Com isso, dá à Psicologia também, uma nova definição. A Psicologia deixa de ser o
estudo da vida mental e da alma e passa a ser o estudo da consciência ou dos fatos
conscientes. Assim, estruturada e sistematizada, a mesma passa a ser uma ciência
autônoma, não mais um apêndice da filosofia ou da fisiologia.
Por outro lado, o funcionalismo foi a primeira escola norte americana. Teve, como
norte, ideias do evolucionismo de Darwin, Psicologia do ato, fenomenológica e o
naturalismo de Rousseau. Seus representantes foram Dewey, Angel, Carr. William
James lançou as suas bases ao criticar o atomismo associacionista, que considera a vida
psíquica como um agregado de elementos simples, como defende o estruturalismo. O
funcionalismo surge como a primeira reação organizada e sistematizada contra a escola
de Titchener. Para os funcionalistas, as operações e processos mentais seriam
instrumentos da adaptação e se expressariam claramente nos comportamentos
adaptados. Através da observação desses comportamentos, a mente poderia ser
estudada.
Nesse sentido, cada escola formava um sistema fechado que, no entanto, possuía pontos
comuns e divergentes em todas elas. Em meados do século XX, as escolas perdem a sua
força como centro de estudos teóricos. A Psicologia, daí em diante, caracteriza-se pela
sua abertura e tolerância aos diversos caminhos de pesquisa, os quais foram tão
volumosas, diversificadas e profundas que levaram ás especializações e à formação de
microssistemas, sendo o Behaviorismo e a Psicanálise as escolas que continuaram sua
influência por mais tempo.
Figueiredo (2002) apresenta, por outro lado, uma visão panorâmica e crítica da
Psicologia contemporânea.

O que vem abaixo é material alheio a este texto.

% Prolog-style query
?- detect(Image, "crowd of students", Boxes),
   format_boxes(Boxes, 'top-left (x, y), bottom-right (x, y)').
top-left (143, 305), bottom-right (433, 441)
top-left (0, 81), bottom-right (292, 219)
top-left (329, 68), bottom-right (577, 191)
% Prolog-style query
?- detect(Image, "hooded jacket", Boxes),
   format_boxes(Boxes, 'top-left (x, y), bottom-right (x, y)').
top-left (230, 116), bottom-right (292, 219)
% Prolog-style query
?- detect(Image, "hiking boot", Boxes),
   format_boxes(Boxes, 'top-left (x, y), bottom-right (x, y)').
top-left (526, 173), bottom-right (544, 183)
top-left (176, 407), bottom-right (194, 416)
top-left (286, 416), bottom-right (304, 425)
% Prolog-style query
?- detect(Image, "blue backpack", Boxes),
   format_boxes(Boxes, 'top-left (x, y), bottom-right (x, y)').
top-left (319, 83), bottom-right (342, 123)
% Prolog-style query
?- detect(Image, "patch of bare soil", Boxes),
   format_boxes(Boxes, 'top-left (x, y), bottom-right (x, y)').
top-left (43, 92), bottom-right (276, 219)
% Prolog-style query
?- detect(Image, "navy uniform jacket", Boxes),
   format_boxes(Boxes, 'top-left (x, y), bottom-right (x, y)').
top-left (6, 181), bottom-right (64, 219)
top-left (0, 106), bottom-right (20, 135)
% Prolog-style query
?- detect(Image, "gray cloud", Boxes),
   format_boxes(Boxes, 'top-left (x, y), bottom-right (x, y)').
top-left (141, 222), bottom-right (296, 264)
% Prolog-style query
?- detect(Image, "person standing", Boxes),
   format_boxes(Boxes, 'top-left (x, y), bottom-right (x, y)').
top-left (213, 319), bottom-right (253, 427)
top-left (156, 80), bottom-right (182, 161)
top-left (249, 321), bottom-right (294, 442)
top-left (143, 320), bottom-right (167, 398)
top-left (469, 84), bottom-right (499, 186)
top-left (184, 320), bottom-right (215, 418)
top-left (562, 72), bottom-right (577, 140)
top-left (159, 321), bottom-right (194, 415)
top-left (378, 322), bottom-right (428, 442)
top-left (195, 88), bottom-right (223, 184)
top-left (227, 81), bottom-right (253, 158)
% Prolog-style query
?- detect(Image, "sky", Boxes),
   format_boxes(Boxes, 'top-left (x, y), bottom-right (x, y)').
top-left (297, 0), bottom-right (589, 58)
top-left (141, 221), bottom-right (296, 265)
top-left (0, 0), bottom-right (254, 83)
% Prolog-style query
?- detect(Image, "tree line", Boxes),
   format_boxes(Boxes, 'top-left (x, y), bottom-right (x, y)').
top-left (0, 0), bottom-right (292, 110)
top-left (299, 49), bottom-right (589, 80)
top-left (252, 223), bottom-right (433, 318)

Coloca que é muito recente o conceito de ciência como é
usado hoje e que a elaboração dos primeiros projetos de Psicologia como ciência
independente é ainda mais recente. Assim, segundo o mesmo, foi a partir da segunda
metade do século XIX que surgiram homens que pretendiam reservar aos estudos
psicológicos um território próprio. Só então a figura do Psicólogo passou a existir e
foram criadas as instituições voltadas para a produção e transmissão de conhecimento
psicológico.
De acordo com Malvezzi (2010), ao longo dos últimos 150 anos, a Psicologia criou um
campo fértil de conhecimento sobre a pessoa, evidenciado pelo seu visível e contínuo
desenvolvimento, amplamente reconhecido pelas inegáveis contribuições para o
progresso da ciência. Hoje em dia, a conscientização das pessoas sobre a vida pessoal e
comunitária, sobre a saúde, o bem-estar e sobre a própria participação na construção do
futuro pessoal e da sociedade como um todo, é fruto das teorias e dos conceitos sobre os
processos psíquicos e do trabalho dos psicólogos. Estes ofereceram explicações sobre o
funcionamento psíquico do ser humano, inspiraram e fundamentaram projetos e
atividades que contribuíram para o desenvolvimento da qualidade de vida, fato
observado na contemporaneidade.
A autora, pensando sobre a problemática da técnica e ética, coloca que a formação não
envolve somente o aprendizado de técnicas e o modo de como se fazer um rapport,
dentre outros. No entanto, a autora não exclui essas dimensões da formação,
considerando também necessárias. Diz ainda que a formação do psicólogo transcende a
aprendizagem formal, teórica e técnica e que esta se relaciona mais com o
desenvolvimento de uma atitude. Ou seja, “envolve um modo de ser, um modo de ver e
de estar no mundo, o qual se assenta num ethos, que, resumidamente, pode ser definido
como abertura a alteridade”. (DUTRA 2009, p.61). Nesse sentido, a autora faz a
colocação de que os profissionais, professores e supervisores são afetados naquilo que
estão fazendo e produzindo, seja na direção de tal atitude, seja em outra direção. Fala de
uma atitude ética e política que deve ser transmitida, não só pelos saberes teóricos e
metodológicos, mas, sobretudo, por uma forma de estar no mundo, refletida nos saberes
e fazeres do campo da Psicologia e na vida.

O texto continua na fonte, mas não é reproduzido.